Business Analytics: Using the CRSP DM Methodology

Business Understanding

Business Problem

AOB Analytics is a successful Irish analytics company with plans to expand internationally into the American market. A limited budget challenges the company to look at creative ways to target this overseas audience with its business analytics service offering.

The Marketing Team has opted to use the digital arena to create awareness online using Guerilla Marketing (Shock Advertising). They need to find a topic of interest which would (a) grasp attention of the American audience, (b) display business analysis capabilities of a sample dataset to highlight the service on offer and (c) promote it in such a way that it is controversial to generate word of mouth.

Choosing a Topic of Interest- The Dataset:

What evokes empathy, emotion and passion more than a true story? What true story do we know of that sparks interest with both the Irish and American audience alike? Whether it’s through family tree lines or James Camerons production and direction of the 1993 Hollywood adaption, everyone knows the story of ‘The Titanic’. Pulling on Irish and American heart strings using a true story like the tragic R.M.S Titanic maiden voyage to launch an overseas Irish business is sure to cause word of mouth online.

data analysis titanic
Diagram 1: Titanic route between Ireland and the US

About our Dataset 

The R.M.S Titanic dataset is the perfect dataset source, as we have the ability to illustrate our predictive analytics capabilities showing which variables are associated with ‘survival’ using machine learning. We want to use our analysis (using Studio R) to highlight that being a survivor is associated with the persons ‘class’. In order to do this, we will be using the Regression Decision Model to display multiple variables impact on the survival rate and then display it graphically.


Data Understanding

We have access to the Titanic dataset through a Data Science site called Kaggle. The data has been split into two datasets to analyse which group are more likely to survive; a training and a test set. The training set includes the outcome for each passenger and is used to build the data mining model. The test set is used to validate the model.

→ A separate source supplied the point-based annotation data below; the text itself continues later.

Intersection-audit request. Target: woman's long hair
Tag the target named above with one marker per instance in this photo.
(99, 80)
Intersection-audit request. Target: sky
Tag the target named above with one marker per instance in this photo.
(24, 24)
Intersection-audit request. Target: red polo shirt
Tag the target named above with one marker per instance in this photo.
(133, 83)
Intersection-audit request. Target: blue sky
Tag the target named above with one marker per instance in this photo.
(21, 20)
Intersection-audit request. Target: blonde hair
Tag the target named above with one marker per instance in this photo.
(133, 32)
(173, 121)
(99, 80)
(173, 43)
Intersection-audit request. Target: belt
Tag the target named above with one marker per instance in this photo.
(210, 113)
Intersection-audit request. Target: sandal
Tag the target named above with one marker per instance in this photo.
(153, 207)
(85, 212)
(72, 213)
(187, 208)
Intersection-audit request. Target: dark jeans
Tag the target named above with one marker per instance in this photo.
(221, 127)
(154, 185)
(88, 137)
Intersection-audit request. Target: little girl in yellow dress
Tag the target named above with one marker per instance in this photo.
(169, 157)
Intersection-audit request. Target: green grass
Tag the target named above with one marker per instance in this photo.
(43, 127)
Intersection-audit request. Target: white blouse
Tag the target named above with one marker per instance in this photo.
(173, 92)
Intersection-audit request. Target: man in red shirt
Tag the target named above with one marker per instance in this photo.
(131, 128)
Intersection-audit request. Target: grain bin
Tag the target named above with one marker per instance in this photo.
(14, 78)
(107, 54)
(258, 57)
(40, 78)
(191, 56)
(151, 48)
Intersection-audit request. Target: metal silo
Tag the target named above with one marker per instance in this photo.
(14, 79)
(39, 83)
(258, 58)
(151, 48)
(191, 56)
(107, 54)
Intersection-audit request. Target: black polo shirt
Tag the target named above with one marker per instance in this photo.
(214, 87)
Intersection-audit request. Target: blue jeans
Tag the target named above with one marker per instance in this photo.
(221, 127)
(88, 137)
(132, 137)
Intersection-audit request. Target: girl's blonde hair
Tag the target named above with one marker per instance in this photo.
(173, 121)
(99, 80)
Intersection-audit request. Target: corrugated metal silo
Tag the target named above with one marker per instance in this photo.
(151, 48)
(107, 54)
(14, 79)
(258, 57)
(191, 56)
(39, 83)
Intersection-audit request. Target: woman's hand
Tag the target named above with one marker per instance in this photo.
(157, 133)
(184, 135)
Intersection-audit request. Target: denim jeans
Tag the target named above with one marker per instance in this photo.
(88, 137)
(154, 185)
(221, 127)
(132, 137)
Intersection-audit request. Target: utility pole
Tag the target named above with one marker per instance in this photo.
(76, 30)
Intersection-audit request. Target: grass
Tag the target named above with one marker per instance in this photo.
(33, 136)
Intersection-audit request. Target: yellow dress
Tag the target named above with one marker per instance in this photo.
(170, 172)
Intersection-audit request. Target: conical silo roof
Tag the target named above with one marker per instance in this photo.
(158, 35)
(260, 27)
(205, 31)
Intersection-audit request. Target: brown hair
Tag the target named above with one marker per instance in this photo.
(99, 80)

  • The training set has 891 observations (rows) and 12 variables (columns).
  • The test set has 481 observations and 11 variables (survival variable removed so we can predict it)
  • Variables include:
    1. P_ID- Auto increments the integer
    2. Survival – Survival (0 = No; 1 = Yes). Not included in test.csv file.
    3. Pclass – Passenger Class (1 = 1st; 2 = 2nd; 3 = 3rd)
    4. Name – Name
    5. Sex – Sex
    6. Age – Age
    7. Sibsp – Number of Siblings/Spouses Aboard
    8. Parch – Number of Parents/Children Aboard
    9. Ticket – Ticket Number
    10. Fare – Passenger Fare
    11. Cabin – Cabin
    12. Embarked – Port of Embarkation (C = Cherbourg; Q = Queenstown; S = Southampton)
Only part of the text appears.